Accounts With Excessive Privilege
Accounts with privileges beyond those required for daily operations
Excessive privilege indicators include:
  • Service account misconfiguration: Service accounts with permissions beyond those required to perform required tasks
  • Highly authorized disabled accounts: Disabled accounts assigned to highly authorized roles or groups
Click View Details to view detailed information about accounts with excessive privilege in Operations Dashboard.
For more information, see Accounts with excessive privilege.
Note
Note
For customers that have updated to the Foundation Services release, this widget is only available for users with the Accounts asset visibility scope.
Legacy Authentication Protocol With Log On Activity
Log on attempts made through legacy authentication protocols
Legacy authentication may be performed by:
  • Older Microsoft Office clients that do not use modern authentication (for example, the Microsoft Office 2010 client)
  • Any client that uses legacy mail protocols such as IMAP, SMTP, or POP3
Note
Note
Legacy authentication does not support multi-factor authentication (MFA). Even if you have an MFA policy enabled on your directory, a threat actor can bypass MFA and authenticate using available legacy protocols.

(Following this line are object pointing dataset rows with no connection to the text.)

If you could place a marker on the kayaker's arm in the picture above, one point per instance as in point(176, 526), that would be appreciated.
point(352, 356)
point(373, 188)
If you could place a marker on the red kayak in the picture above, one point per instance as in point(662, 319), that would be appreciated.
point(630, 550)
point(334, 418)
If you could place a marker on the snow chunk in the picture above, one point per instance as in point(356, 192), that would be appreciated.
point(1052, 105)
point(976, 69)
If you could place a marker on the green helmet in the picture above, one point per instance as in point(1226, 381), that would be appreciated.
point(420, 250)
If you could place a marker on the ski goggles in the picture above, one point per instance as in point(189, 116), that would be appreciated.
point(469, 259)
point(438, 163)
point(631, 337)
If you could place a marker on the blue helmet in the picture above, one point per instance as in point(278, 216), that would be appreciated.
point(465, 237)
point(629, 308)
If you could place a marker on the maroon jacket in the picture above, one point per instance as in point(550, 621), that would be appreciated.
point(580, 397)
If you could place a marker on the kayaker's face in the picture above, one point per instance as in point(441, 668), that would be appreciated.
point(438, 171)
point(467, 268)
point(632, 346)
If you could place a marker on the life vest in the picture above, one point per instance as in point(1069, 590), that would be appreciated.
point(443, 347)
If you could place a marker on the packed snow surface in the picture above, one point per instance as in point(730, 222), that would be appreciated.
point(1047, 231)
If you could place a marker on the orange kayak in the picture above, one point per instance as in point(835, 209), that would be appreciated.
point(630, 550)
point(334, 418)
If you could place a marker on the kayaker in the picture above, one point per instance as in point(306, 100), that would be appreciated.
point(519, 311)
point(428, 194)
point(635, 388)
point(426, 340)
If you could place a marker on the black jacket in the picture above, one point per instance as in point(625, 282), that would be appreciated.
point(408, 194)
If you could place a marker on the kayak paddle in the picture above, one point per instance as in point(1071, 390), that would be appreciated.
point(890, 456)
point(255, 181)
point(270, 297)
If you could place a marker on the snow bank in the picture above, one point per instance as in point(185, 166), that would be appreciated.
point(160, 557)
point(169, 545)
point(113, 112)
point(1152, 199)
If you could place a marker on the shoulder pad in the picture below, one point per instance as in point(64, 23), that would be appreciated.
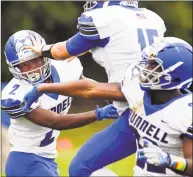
point(87, 27)
point(14, 108)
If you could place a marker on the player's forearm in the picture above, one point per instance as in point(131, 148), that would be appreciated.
point(52, 120)
point(189, 170)
point(180, 165)
point(59, 51)
point(87, 89)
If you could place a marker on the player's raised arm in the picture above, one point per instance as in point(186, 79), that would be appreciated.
point(52, 120)
point(84, 88)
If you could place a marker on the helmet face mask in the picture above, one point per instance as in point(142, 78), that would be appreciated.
point(89, 5)
point(17, 56)
point(166, 65)
point(34, 76)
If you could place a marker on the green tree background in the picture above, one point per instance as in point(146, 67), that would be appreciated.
point(56, 21)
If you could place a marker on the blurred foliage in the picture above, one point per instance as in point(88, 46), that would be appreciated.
point(56, 21)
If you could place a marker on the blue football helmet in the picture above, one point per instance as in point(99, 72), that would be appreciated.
point(89, 5)
point(165, 65)
point(16, 54)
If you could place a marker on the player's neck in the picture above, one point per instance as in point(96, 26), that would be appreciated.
point(163, 96)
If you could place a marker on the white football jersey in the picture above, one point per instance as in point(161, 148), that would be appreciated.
point(28, 137)
point(129, 30)
point(163, 125)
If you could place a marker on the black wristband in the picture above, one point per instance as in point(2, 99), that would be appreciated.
point(46, 51)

Click View Details to view detailed information about legacy authentication protocol with log on activity in Operations Dashboard.
Note
Note
For customers that have updated to the Foundation Services release, this widget is only available for users with the Accounts asset visibility scope.

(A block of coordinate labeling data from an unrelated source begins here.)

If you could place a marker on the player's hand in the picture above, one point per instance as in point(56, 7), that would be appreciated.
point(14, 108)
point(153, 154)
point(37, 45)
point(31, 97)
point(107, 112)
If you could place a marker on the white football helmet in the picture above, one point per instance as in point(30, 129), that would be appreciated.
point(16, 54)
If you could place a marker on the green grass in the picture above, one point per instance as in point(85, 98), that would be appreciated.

SaaS Application Misconfiguration Risks
SaaS application misconfigurations found in your environment
Click View Details to view detailed information about your SaaS applications with misconfiguration risks in Operations Dashboard.
SaaS Application Compliance Violations
SaaS application compliance violations found in your environment
Click View Details to view detailed information about your SaaS applications with compliance violations in Operations Dashboard.